4) How are you currently relating to your spouse?

Limerence makes you resent the people that stand between you and your LO fix. Combined with the idealisation of LO and devaluation of boring familiar family life, this can lead to a negative feedback loop where your spouse becomes the enemy. Your spouse – and especially your children – are not the enemy. This trap is in your mind, and you need to escape it. If you are being a crap spouse, then obviously the marriage will continue to deteriorate and of course confirm the superiority of LO (who you only see at their best and most sparkly and novel). You need to re-value your spouse. Your response to question 3 can guide this, but the major point is: if you are currently treating them like a barrier to your happiness, your marriage is pretty much doomed. Get away from LO and try treating your spouse like the most important person in your life, whose happiness is a major priority for you. You know. Like they should be.

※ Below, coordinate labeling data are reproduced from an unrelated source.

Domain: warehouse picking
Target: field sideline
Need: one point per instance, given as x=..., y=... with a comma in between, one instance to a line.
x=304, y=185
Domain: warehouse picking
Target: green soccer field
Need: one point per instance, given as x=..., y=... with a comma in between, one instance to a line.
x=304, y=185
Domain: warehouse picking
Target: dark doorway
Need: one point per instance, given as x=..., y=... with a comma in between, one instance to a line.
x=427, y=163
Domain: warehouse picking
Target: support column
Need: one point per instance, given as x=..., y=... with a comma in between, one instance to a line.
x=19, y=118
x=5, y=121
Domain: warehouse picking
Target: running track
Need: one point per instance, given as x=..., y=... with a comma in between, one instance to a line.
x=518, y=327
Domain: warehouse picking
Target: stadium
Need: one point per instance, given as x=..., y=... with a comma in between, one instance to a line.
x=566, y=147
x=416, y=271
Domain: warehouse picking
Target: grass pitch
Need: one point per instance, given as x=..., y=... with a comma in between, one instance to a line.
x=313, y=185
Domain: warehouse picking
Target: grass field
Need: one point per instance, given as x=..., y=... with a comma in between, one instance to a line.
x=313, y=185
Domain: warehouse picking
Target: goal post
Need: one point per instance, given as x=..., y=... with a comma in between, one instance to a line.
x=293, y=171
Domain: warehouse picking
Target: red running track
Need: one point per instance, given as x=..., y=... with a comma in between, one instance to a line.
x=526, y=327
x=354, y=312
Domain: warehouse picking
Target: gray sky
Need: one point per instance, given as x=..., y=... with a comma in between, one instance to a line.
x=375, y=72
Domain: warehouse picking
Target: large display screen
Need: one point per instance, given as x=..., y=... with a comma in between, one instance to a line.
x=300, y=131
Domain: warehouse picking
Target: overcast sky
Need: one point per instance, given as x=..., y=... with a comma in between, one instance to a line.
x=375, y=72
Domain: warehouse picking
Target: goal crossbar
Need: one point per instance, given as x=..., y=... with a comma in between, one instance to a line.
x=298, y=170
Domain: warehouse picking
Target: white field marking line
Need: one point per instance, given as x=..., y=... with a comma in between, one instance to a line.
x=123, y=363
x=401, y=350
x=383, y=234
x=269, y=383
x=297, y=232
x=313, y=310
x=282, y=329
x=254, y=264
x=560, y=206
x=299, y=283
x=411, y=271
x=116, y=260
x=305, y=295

5) Would you leave your marriage if you knew for sure that LO would reject you?

If not, why not? Because you are fearful of being alone? Or because you’ll settle for spouse until the next LO who might accept you comes along? It should probably be clear that these are not good reasons for marriage. Always assume that LO will reject you. If you still mostly want to leave, that’s a pretty good indicator that things are bad with the union.

6) Are you living with purpose?

My perennial theme, and the sneaky basis for all the foregoing questions. Are you willing to let LO determine how your life and marriage proceed? Are you going to move through life responding to emotional disturbances in a reactive, fatalistic way? Or are you going to take responsibility for your decisions, and acknowledge that making a commitment sometimes means doing the right thing even when it’s not easy? Carrying on in a fog of indecision and anxiety is no way to live. You need to respect yourself and your spouse and make a decision. And probably, honestly, deep down, you know what the right decision is. The one that will lead to a future in which your self esteem and wellbeing are determined by the actions you take and what they say about you as a person. That may mean staying in your marriage, learning from your limerence experience, dissociating from LO, and understanding yourself and your spouse better. Or it may mean leaving an unhappy marriage that you have been trying to keep alive for too long and admitting to yourself that it hasn’t worked out and this isn’t a shameful failure, it’s life.

If you keep drifting along in limbo, too starstruck and addict-selfish to recommit to your spouse, or too hidebound to leave an unhealthy (but probably strangely comfortable) marriage, other people will be making the decisions about how your life unfolds. Dithering about something this fundamental is the opposite of purposeful living, and an invitation for ongoing limerence.

Phew; a long and serious post. To end, here’s my bullet point list of How To Get Through All This:

  • Decide to live your life with purpose.
  • If you can possibly go no contact with LO while you figure this out, do.
  • Honestly evaluate whether your marriage has a future, based on an honest evaluation of its past.
  • If it does, commit to it properly and fully, and prioritise your spouse’s feelings over your limerence.
  • Part of that commitment should be honest communication. If you need to disclose, do it to your spouse but not your LO.
  • Good luck and godspeed to the far side.